Profitable Companion Planting for Organic Gardening

Is companion planting a good way to grow more organic vegetables? Or is it a mare’s nest of myth and hearsay? So different are everyone’s organic gardens that it can be either of these things. But one proven and sophisticated example of companion planting is the Ayurvedic garden, popular in Nepal, India and adjacent lands. It offers a proven way to grow a lazy garden organically without chemical pesticides.

Evolved from ancient medical lore, it combines a massive variety of plants in one plot, each plant precisely matched to support the other and to baffle or repel insects. Because aphids prefer lush green foliage, vulnerable crops like beans are interplanted with purple, red or blue crops such as red cabbage, red kale, purple sprouting broccoli, rhubarb or ruby chard.

Likewise, caterpillars love soft-leaved plants but dislike tough foliage. So growing tomato, kale, beans and cucurbits among brassica deters caterpillars, and the brassica confuses beatles and other bugs that seek out the tougher crops.

Tall sun-loving plants like tomatoes, sweet corn, aubergine and peppers are intercropped with cool-loving lettuces to maximise use of space while every odd hole is filled with leeks, carrots and other root vegetables which exploit the deeper soil levels. Aromatic herbs, onions and chives are grouped around the bed as a further pest barrier.

While any one combination might give little protection or increase in yield (or so research suggests), a vast diversity like this – planted together in zigzag rows or at random intervals – has cumulative impact, it’s said. Formal crop rotation is unnecessary because each plant when pulled is instantly replaced by another of a different family. And in the long Asian growing season, major food crops can often be raised successively in the same space year round.

Introducing an even simpler style of Ayurvedic gardening – YIN

I love the Ayurvedic system as a model of natural gardening… but I’d loathe the purgatory of hand-weeding it. So could this controlled jungle be made labour-free? A clue lies in another Asian country, Japan, home of the fabled no-dig system of Masanobu Fukuoka. This Buddhist visionary showed that rye and barley seed, wrapped in clay pellets, can be broadcast-sown among rice while it is still growing.

Contrary to belief, much rice – ‘wild’ rice apart – is not grown in water. When the rice is harvested, its stems are spread among the seedling grains as a mulch. As the grains mature, rice is hand-sown among them. When the grain is harvested, its stems are cut and spread as a mulch. As the rice matures, rye and barley are sown again.

And so it goes, in a perpetual cycle – one crop maturing as another is started among it. The roots are left to rot in the soil, the mulch from each crop retains moisture so watering is usually unnecessary, and the soil’s fertility renews itself.

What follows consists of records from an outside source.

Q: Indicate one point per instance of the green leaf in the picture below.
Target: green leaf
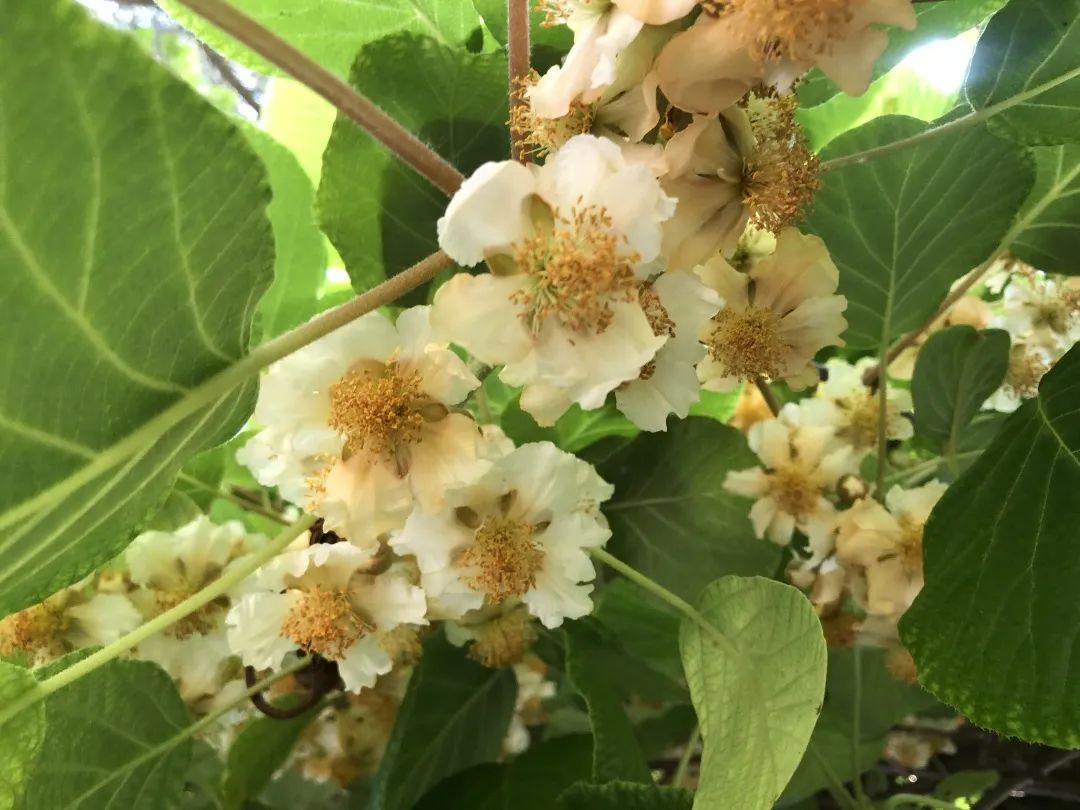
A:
(757, 679)
(379, 214)
(332, 31)
(646, 628)
(617, 753)
(671, 517)
(885, 702)
(260, 748)
(624, 796)
(21, 737)
(940, 19)
(455, 715)
(133, 237)
(904, 226)
(1026, 71)
(956, 370)
(300, 254)
(531, 781)
(1001, 563)
(112, 739)
(1051, 237)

It’s deceptively simple. But it took Fukuoka 30 years to perfect it and his early experiments wiped out his farm, twice. Suppose we combine both these Asian methods, and add a touch of Western bravura? And produced the ideal scheme for a low maintenance organic garden?

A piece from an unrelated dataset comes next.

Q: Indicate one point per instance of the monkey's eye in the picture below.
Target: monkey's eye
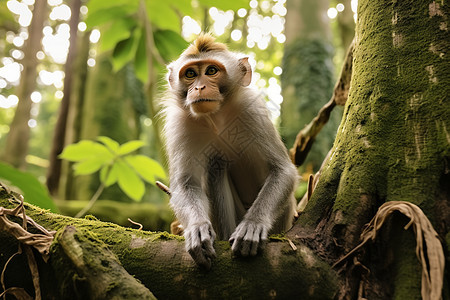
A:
(190, 73)
(211, 70)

Introducing Yeoman’s Improved No-dig system (YIN).

Phase One

In February under cloches, we’d plant broad beans intercropped with radishes, pak choy, aragula (rocket), spinach, early lettuce, peas and carrots. For mulch, we’d use several sheets of newspaper held down with compost and cut holes or slits in it for the seeds or transplants.

Phase Two

By late May, the peas will have grown up the beans and both can be harvested. Any immature pods can be eaten whole like mangetout and the still-growing tips used fresh in salads. As in the Fukuoka method, we leave the roots in the soil and lay back the cut bean and pea stems plus any unwanted spinach foliage as a mulch. Sweet corn transplants are then put in.

Among them we drop French beans (Phaseolus vulgaris, the ‘common’ bean), maincrop carrots and other roots, plus more lettuce. We ring the plot with transplants of calendula, tagetes, nasturtiums, basil, carraway and other spicy annual herbs. At the end of the rows go space-hogging courgettes, pumpkins and other squash.

Phase Three

In September, all is harvested. We leave the roots in the soil, chop the stems and leaves and lay them back as mulch. In go our winter brassica. Or we might sow Chinese leaves, land cress and aragula (rocket), very thickly, as edible green manures. This is cut in February and laid back as a mulch, whereupon the cycle begins again.

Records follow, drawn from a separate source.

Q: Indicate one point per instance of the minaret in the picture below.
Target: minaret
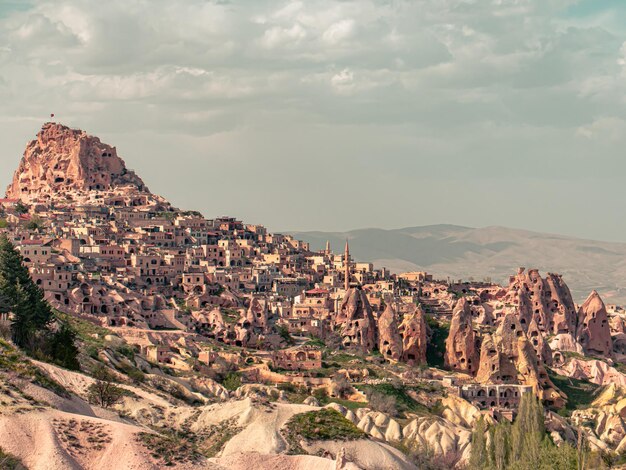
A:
(346, 262)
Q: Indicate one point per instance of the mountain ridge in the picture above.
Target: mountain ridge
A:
(459, 252)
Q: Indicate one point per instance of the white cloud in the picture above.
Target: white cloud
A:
(283, 37)
(490, 83)
(339, 31)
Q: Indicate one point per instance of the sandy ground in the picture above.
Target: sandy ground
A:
(256, 461)
(49, 432)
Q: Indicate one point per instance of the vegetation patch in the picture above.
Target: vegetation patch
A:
(322, 425)
(437, 344)
(170, 449)
(10, 462)
(12, 360)
(580, 393)
(392, 399)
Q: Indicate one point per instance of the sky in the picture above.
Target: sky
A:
(335, 115)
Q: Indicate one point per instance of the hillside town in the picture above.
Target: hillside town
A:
(192, 294)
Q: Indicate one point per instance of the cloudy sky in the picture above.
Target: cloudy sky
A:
(335, 115)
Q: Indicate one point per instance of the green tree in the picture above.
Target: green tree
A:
(500, 446)
(21, 208)
(31, 313)
(63, 349)
(103, 392)
(528, 432)
(35, 224)
(478, 455)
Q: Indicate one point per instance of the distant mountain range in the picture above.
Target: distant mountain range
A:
(494, 252)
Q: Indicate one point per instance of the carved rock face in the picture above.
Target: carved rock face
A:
(594, 332)
(508, 356)
(413, 329)
(546, 302)
(461, 349)
(389, 340)
(62, 162)
(356, 323)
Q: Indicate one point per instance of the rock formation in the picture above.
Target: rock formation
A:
(64, 164)
(355, 321)
(548, 302)
(413, 330)
(389, 340)
(461, 349)
(508, 356)
(594, 333)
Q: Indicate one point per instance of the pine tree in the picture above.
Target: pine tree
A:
(31, 313)
(62, 348)
(500, 451)
(478, 455)
(528, 431)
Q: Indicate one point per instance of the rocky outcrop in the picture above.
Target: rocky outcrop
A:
(461, 348)
(548, 301)
(413, 331)
(508, 356)
(594, 371)
(540, 345)
(440, 437)
(389, 340)
(594, 333)
(64, 164)
(356, 323)
(257, 315)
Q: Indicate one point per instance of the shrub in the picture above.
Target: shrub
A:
(383, 403)
(340, 386)
(323, 425)
(103, 392)
(10, 462)
(232, 381)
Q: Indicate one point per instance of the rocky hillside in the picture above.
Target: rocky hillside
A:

No more, must we lug those stems and leaves to a compost bin, turn it laboriously then haul the wretched stuff back where it came from. Nature doesn’t do that! And left where it falls, the mulch should suppress most annual weeds. (All parts of a diseased or suspect plant should be taken up and burnt, of course.)

This simplified version of Ayruvedic gardening not only suppresses weeds and is ecologically efficient. It also saves time and labour!